Après un an d’essais et d’ajustements, le Réseau de transport de la Capitale commence le déploiement de ses premiers midibus. Le petit autobus hybride de 24 places assises roulera sur les circuits moins achalandés de la capitale.

À terme, 64 midibus parcourront les rues de Québec. Huit sont actuellement en service. Il faudra attendre 2020, soit un peu plus tard que prévu initialement, pour assister à un déploiement complet.

À la fin 2018, Le Soleil écrivait que l’autobus testé durant l’année passait plus de temps au garage que sur la route. Le président du RTC, le conseiller Rémy Normand, avait alors rétorqué que c’était tout à fait normal du fait qu’il s’agissait d’un autobus, identifié comme une tête de série, servant justement à faire les modifications exigées par l’acheteur. Un discours répété, mardi, lors de l’annonce faite par le Réseau de transport.

«Après 23 000 kilomètres parcourus, on a constaté quelques détails et modifications nécessaires. On en a fait part au fabricant qui a apporté les changements sur la chaîne de montage à ses frais», explique M. Normand, aujourd’hui entièrement satisfait du résultat.

Ajout de plinthes électriques

Parmi les modifications, il a fallu faire l’ajout de plinthes électriques pour mieux répondre aux rigueurs du climat québécois.
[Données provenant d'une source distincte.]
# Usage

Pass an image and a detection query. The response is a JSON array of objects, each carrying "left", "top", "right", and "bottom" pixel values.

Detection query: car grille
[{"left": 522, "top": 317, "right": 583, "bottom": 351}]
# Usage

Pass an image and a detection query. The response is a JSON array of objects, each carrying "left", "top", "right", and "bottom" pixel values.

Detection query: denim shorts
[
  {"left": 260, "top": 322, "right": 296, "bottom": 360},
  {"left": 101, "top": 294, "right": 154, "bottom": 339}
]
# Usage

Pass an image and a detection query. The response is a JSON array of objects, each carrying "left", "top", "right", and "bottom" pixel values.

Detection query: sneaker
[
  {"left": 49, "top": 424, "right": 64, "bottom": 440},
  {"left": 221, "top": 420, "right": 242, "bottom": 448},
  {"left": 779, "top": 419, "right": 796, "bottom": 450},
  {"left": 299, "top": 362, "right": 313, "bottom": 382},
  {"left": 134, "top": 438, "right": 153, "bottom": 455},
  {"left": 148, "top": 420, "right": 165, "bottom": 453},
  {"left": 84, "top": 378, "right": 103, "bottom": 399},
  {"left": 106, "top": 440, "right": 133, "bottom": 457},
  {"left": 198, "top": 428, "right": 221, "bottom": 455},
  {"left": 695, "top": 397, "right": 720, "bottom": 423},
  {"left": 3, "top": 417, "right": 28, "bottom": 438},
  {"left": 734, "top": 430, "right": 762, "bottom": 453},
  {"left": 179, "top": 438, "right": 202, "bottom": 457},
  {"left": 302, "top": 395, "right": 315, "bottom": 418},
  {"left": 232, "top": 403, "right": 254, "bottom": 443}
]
Pour illustrer le fin détail des ajustements, M. Normand précise qu’il a même été jugé nécessaire de ralentir le mouvement de levée des strapontins (sièges levant).
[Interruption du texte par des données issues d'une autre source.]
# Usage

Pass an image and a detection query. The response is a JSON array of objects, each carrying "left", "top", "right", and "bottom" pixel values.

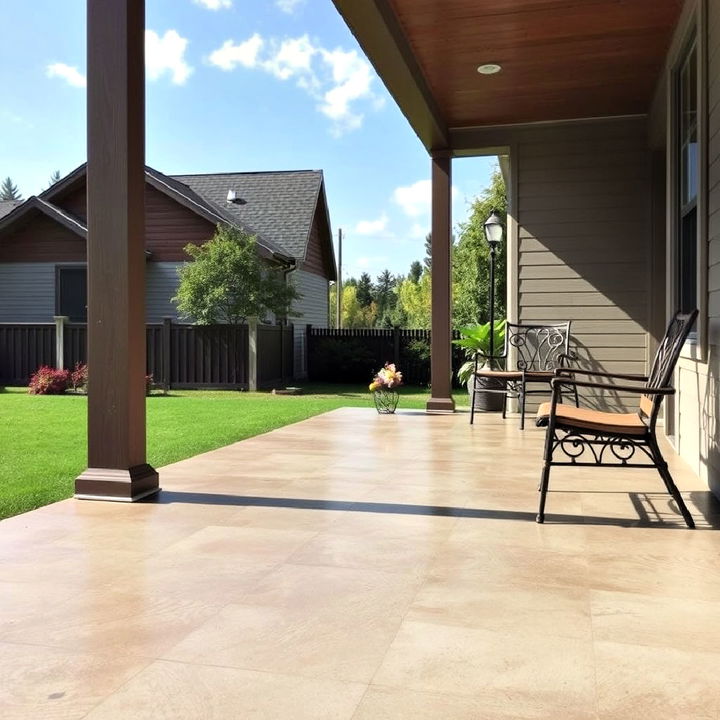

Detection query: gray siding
[
  {"left": 515, "top": 120, "right": 652, "bottom": 409},
  {"left": 290, "top": 270, "right": 328, "bottom": 378},
  {"left": 145, "top": 262, "right": 182, "bottom": 323},
  {"left": 0, "top": 263, "right": 55, "bottom": 323}
]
Le véhicule hybride au diesel promet des économies de carburant de 10 % à 15 % de plus que les autobus hybrides standards. Le RTC ne pouvait toutefois pas chiffrer cette économie.

Le président a vanté les avantages du nouveau venu dans la famille RTC : confort accru grâce à une suspension indépendante, plus silencieux et installation de huit prises doubles USB pour la recharge d’appareils portables. 

Embarquer de bonne foi

Les usagers en fauteuil roulant et ceux avec une poussette devront entrer par la porte arrière de l’autobus. Seul problème, aucun valideur des titres de passage n’y est encore installé. «Nous sommes à choisir un autre système de valideurs en fonction des nouveaux types de paiement. Nous ne voulions pas en installer à l’arrière si nous sommes pour les changer d’ici un an», raconte M. Normand, insistant sur le fait que le RTC se fie à la bonne foi des passagers, dont la plupart achètent un abonnement mensuel.

D’autre part, on estime marginale la perte financière liée aux passages individuels qui ne seraient pas perçus sur les cartes rechargeables. Il faut noter que des inspecteurs pourraient, à tout moment, décider de faire des vérifications à bord des autobus auprès de cette clientèle. 

Selon le RTC, on ne devrait pas assister à l’Écolobus, prise 2. On se souvient que les huit minibus électriques acquis en 2008 ont connu de nombreux bris et ont nécessité de coûteuses réparations, notamment pour le remplacement des batteries. D’ailleurs, le minibus a eu plus que sa part de défis au cours du dernier hiver neigeux. Selon les dires de M. Normand, il a traversé avec brio la saison froide.

La première commande de minibus remonte à mars 2016, après un appel d’offres public. Le fabricant belge Van Hool, seul soumissionnaire, a remporté la mise. Le coût total de l’achat est de 64 millions $. Le RTC assume 15 % de la facture. Le reste est séparé en parts égales entre les gouvernements fédéral et provincial, par le biais notamment du Fonds fédéral de la taxe sur l’essence.